Mickelson's tee ball on the 18th hole at the U.S. Open: Mickelson tried to hit his bread-and-butter shot, a baby carve slice, but he had been driving poorly all day. (On the previous hole, he made par after hitting his drive into a garbage bag.) This time, he hit the Champions Pavilion tent far left of the fairway. From barren turf, his second shot hit a tree limb and his next found a greenside bunker. He made 6 on the hole when par would have won the Open and bogey would have forced a playoff with Ogilvy.
Chris Couch: As if chipping cross-handed weren't weird enough, Couch holed a shot from across the green on the 72nd hole of the Zurich Classic in New Orleans -- after airmailing the green, then barely advancing his third shot from a squirrelly lie in the back bunker. It marked the first tour win for the former junior Player of the Year, who almost quit the game three years earlier and was nearly mugged in the city's French Quarter before the tournament began.
British Open: This was more than Woods saying, "I'm back." This was Woods on a new level, and although the outcome wasn't close -- he won by two strokes over Chris DiMarco -- it certainly was memorable. Woods hit driver only once all week, torching the brown fairways at Royal Liverpool with the best iron performance of his career, and ended all doubts as to how long his father's death would keep him down.

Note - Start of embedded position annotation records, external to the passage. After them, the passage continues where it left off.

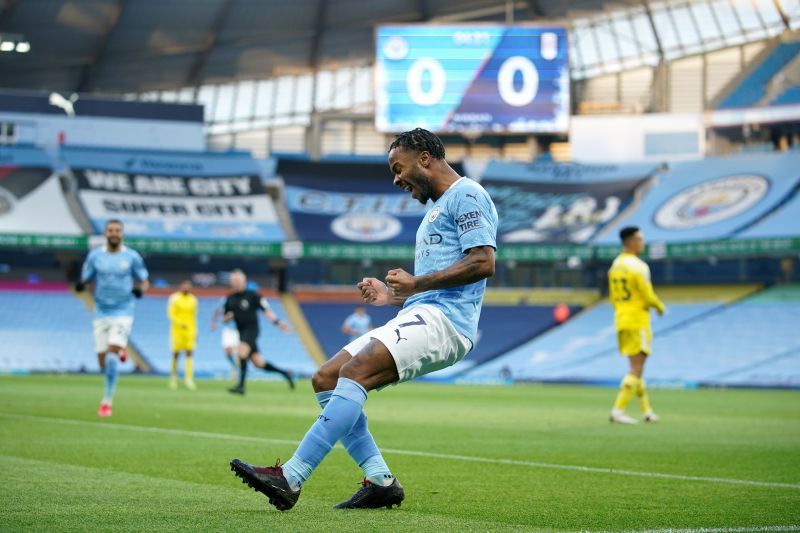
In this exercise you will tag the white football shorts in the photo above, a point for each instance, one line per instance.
(111, 331)
(230, 338)
(421, 340)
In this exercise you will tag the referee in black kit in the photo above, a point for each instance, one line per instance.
(242, 306)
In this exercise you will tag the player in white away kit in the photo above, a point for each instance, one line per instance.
(118, 274)
(455, 253)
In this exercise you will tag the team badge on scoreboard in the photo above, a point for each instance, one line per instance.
(712, 201)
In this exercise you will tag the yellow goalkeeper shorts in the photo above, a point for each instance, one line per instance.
(635, 341)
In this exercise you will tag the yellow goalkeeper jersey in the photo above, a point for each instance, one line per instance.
(182, 311)
(631, 292)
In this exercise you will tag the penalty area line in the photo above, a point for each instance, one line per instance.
(430, 455)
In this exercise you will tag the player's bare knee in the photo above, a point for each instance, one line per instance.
(354, 370)
(324, 379)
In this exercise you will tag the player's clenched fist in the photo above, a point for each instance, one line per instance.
(401, 283)
(374, 291)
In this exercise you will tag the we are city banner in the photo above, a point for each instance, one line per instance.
(31, 201)
(560, 202)
(175, 196)
(332, 202)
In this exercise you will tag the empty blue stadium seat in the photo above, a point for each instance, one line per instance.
(754, 342)
(45, 331)
(500, 329)
(789, 96)
(753, 88)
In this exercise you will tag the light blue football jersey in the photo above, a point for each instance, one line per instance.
(113, 275)
(462, 218)
(360, 323)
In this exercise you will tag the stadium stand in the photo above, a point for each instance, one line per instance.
(688, 345)
(737, 345)
(790, 96)
(711, 198)
(783, 222)
(151, 337)
(753, 88)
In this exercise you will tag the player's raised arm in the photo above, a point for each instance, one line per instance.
(478, 264)
(140, 276)
(375, 292)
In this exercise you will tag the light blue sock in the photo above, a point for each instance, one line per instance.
(336, 421)
(111, 377)
(362, 448)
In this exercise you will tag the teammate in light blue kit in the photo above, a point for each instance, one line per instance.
(455, 253)
(118, 274)
(357, 324)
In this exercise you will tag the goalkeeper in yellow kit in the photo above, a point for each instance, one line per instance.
(182, 314)
(632, 296)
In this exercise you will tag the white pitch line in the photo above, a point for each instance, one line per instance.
(415, 453)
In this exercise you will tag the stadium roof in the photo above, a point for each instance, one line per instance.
(139, 45)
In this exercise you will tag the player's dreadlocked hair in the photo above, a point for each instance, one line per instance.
(419, 140)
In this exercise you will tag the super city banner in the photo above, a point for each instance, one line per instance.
(180, 196)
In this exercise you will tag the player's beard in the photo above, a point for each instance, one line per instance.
(422, 186)
(114, 243)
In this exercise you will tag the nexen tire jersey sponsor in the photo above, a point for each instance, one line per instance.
(463, 217)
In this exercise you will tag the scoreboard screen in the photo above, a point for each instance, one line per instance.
(472, 78)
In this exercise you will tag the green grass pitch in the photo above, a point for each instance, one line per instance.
(471, 458)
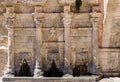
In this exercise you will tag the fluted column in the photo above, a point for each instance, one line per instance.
(38, 18)
(67, 18)
(9, 24)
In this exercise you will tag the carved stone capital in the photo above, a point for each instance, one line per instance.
(10, 22)
(67, 20)
(38, 22)
(38, 18)
(94, 22)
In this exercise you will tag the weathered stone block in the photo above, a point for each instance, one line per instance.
(24, 32)
(24, 45)
(24, 20)
(27, 39)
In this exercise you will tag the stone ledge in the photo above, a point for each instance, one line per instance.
(109, 49)
(52, 79)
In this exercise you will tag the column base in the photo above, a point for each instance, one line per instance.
(38, 72)
(9, 72)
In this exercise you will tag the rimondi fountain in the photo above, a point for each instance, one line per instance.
(48, 38)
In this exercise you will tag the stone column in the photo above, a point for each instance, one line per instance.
(94, 46)
(38, 18)
(9, 24)
(67, 18)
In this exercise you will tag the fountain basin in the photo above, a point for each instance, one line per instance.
(52, 79)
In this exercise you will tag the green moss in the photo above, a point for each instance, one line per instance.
(78, 4)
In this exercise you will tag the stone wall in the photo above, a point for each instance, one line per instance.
(29, 79)
(109, 61)
(47, 30)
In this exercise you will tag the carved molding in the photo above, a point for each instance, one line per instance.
(67, 20)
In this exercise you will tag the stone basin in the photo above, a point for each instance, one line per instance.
(52, 79)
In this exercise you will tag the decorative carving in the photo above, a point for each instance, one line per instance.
(67, 20)
(24, 69)
(10, 22)
(94, 22)
(39, 22)
(38, 72)
(53, 36)
(53, 71)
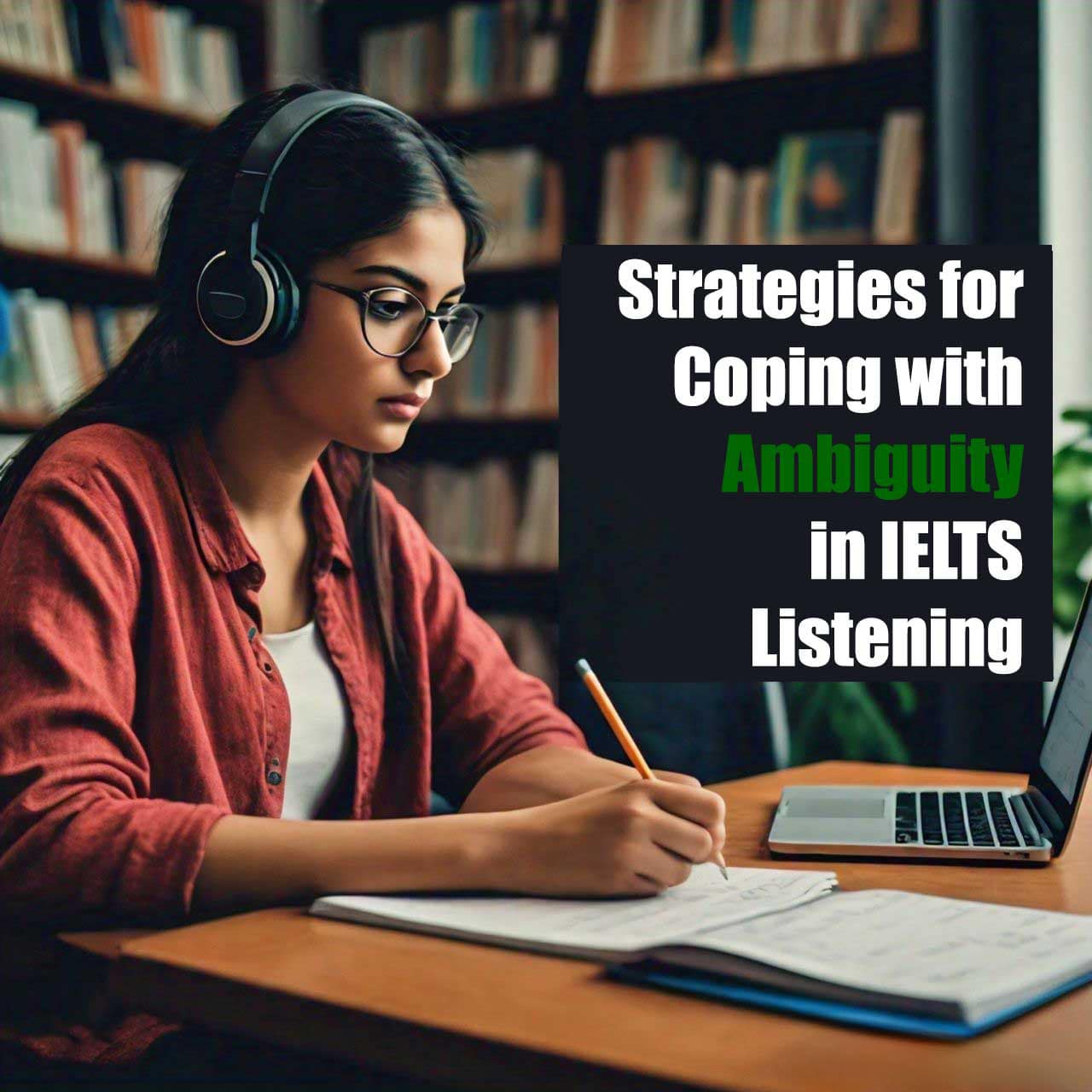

Ogilvy's six-footer to win the U.S. Open: This was the Open Mickelson and Colin Montgomerie lost, so everybody forgets the up-and-down Ogilvy made at 18, sinking a downhill breaker to post a 5-over 285. "I hit the chip shot I had to hit and made the putt I had to make," Ogilvy said at the time. "I thought, 'Make this and come in second in the Open on your own.' That's a pretty good result." Instead, that stroke put his name on the trophy.
Camilo Villegas: Although Trevor Immelman won the Western Open in his first year as a tour member, the South African had played 42 PGA Tour events before this year and should not have been eligible for rookie honors. Nationwide Tour grad Troy Matteson had a big October when the stars weren't playing. The early-season bombers (J.B. Holmes and Bubba Watson) were second-half busts. But Villegas, the 24-year-old Colombian, qualified for the Masters in 2007. He didn't win, but he was in the top three in three high-profile events (Phoenix, Doral, Players), was 38th in earnings, and captured the public's eye as the Mario Lopez type ("Dancing With the Stars") heartthrob of the PGA Tour.
The rest of the Big Five: Other than Woods and Mickelson, the game's big names failed to come up big: Ernie Els, coming off knee surgery, gets a pass, but Vijay Singh had just one win and Retief Goosen was shut out.
Ben Curtis: Two wins by the 2003 British Open champion turned the likable Ohioan from a fluke major champion to the only American in his 20s with three career victories.
Steve Stricker: Playing on past-champion status, Stricker made the most of his opportunities (17 starts) with seven top-10s, including a second at the Booz Allen, a third at Houston, and strong performances in the U.S. Open (T-6) and PGA Championship (T-7). With more than $1.8 million in earnings, the Wisconsin native earned consideration as a captain's pick for the Ryder Cup team and nearly qualified for the Tour Championship.